This article by Simon Chapple, author of the book Mastering Parallel Programming with R, helps us understand the intricacies of parallel computing. Here, we'll take a look into Delores' Crystal Ball at what the future holds for massively parallel computation that will likely have a significant impact on the world of R programming, particularly when applied to big data.

(For more resources related to this topic, see here.)

Three steps to successful parallelization

The following three-step distilled guidance is intended to help you decide what form of parallelism might be best suited for your particular algorithm/problem and summarizes what you learned throughout this article. Necessarily, it applies a level of generalization, so approach these guidelines with due consideration:

Determine the type of parallelism that may best apply to your algorithm.
Is the problem you are solving more computationally bound or data bound? If the former, then your problem may be amenable to GPUs; if the latter, then your problem may be more amenable to cluster-based computing; and if your problem requires a complex processing chain, then consider using the Spark framework.

Can you divide the problem data/space to achieve a balanced workload across all processes, or do you need to employ an adaptive load-balancing scheme—for example, a task farm-based approach?

Does your problem/algorithm naturally divide spatially? If so, consider whether a grid-based parallel approach can be used.

Perhaps your problem is on an epic scale? If so, maybe you can develop your message passing-based code and run it on a supercomputer.

Is there an implied sequential dependency between tasks; that is, do processes need to cooperate and share data during their computation, or can each separate divided task be executed entirely independently of one another?

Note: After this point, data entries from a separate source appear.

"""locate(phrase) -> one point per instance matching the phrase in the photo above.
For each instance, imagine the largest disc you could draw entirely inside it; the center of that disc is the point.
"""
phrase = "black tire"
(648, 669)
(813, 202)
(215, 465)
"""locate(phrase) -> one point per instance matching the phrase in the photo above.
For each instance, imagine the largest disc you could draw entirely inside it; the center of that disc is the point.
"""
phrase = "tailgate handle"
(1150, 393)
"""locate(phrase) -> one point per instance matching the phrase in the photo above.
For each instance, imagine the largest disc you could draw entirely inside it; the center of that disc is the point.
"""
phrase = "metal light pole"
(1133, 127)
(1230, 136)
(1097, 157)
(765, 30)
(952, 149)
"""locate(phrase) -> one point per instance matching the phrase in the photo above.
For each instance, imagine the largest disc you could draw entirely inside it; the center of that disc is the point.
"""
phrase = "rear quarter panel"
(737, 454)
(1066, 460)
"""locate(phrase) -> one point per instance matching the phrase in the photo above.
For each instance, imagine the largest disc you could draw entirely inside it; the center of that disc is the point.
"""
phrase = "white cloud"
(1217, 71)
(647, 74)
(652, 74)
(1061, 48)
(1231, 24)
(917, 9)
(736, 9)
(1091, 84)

A large proportion of parallel algorithms typically have a work distribution phase, a parallel computation phase, and a result aggregation phase. To reduce the overhead of the startup and close down phases, consider whether a Tree-based approach to work distribution and result aggregation may be appropriate in your case.
Ensure that the basis of the compute in your algorithm has optimal implementation.
Profile your code in serial to determine whether there are any bottlenecks, and target these for improvement.

Is there an existing parallel implementation similar to your algorithm that you can use directly or adopt?

Review CRAN Task View: High-Performance and Parallel Computing with R at https://cran.r-project.org/web/views/HighPerformanceComputing.html; in particular, take a look at the subsection entitled Parallel Computing: Applications, a snapshot of which at the time of writing can be seen in the following figure:

Figure 1: CRAN provides various parallelized packages you can use in your own program.
Test and evaluate the parallel efficiency of your implementation.
Use the P-estimated form of Amdahl's Law to predict the level of scalability you can achieve.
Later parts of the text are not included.